If the Game Commission had sufficient annual fawn recruitment data they wouldn’t have to work from three year averages or from deer that 1.5 to 2.5 years after they were born. The reason we don’t have that data is because of the lack of funding to get it. If you think more research isn’t needed to have better management then it speaks volumes about how misguided you truly are.
No they didn’t need to harvest more antler less deer in unit 2G to control the herd after the harsh winters of 2003 and 2004. It just took that long forreality to catch up the management model becasue we have to work with recruitment from three year averages.

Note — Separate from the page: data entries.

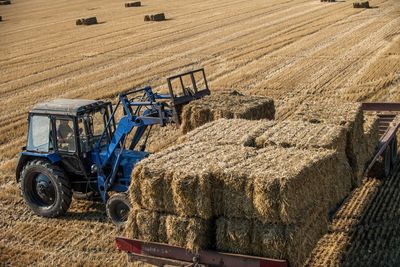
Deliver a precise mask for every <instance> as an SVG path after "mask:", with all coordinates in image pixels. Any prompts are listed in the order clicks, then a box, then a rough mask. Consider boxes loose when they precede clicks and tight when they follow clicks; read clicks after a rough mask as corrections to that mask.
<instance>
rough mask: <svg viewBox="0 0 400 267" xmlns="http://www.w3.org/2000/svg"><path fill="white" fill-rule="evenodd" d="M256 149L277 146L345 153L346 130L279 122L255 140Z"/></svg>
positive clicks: (301, 123) (334, 125) (336, 127)
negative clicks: (324, 150)
mask: <svg viewBox="0 0 400 267" xmlns="http://www.w3.org/2000/svg"><path fill="white" fill-rule="evenodd" d="M255 145H256V147H266V146H271V145H278V146H282V147H297V148H326V149H332V150H336V151H338V152H343V153H344V152H345V149H346V129H345V128H344V127H342V126H339V125H334V124H325V123H324V124H323V123H318V124H313V123H309V122H304V121H280V122H276V123H275V125H273V126H272V127H270V128H268V129H267V130H266V131H265V132H264V133H263V134H262V135H261V136H259V137H257V138H256V140H255Z"/></svg>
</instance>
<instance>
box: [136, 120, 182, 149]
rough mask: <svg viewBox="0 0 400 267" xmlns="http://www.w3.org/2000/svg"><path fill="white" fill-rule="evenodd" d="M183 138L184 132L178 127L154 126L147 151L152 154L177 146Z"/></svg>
mask: <svg viewBox="0 0 400 267" xmlns="http://www.w3.org/2000/svg"><path fill="white" fill-rule="evenodd" d="M146 134H147V133H145V135H146ZM181 136H182V132H181V130H180V128H178V127H177V126H176V125H166V126H164V127H160V126H158V125H154V126H153V127H152V129H151V130H150V134H149V137H148V140H147V145H146V151H149V152H150V153H155V152H159V151H161V150H163V149H165V148H167V147H169V146H171V145H174V144H176V143H177V142H178V139H179V138H180V137H181ZM141 144H142V143H140V144H139V146H140V145H141Z"/></svg>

That is just an example of what I already explained about wildlife management always playing catch up to what has already occurred. We could narrow some of those lengthy catch up problems with adequate funding to do the required research, but a bunch of your fellow USP guys have been standing in the way of progress for decades now.
Now ,would you care to explain why the overbrowsed habitat in 2G could support an antlerless harvest of almost 5 DPSM from 1988 to 2002, and now can only support a harvest of 2.35 DPSM?
The fact is the habitat wasn’t able to sustain those higher populations following the two back to back harsh winters. We over protected the deer for way too long but we were getting away with it because we were having mostly years with good mast and mild winters. But, nature came along with a couple of hard winters and did what they hunters had failed to do. The winters reduced both the adult deer herds and the fawn recruitment over a couple years.
Plus hunters have simply gone to the areas where there are more deer that are easier to hunt. Thus the deer harvests have stayed lower then they should be. That isn’t a good thing for the long term future of deer populations within the unit, either.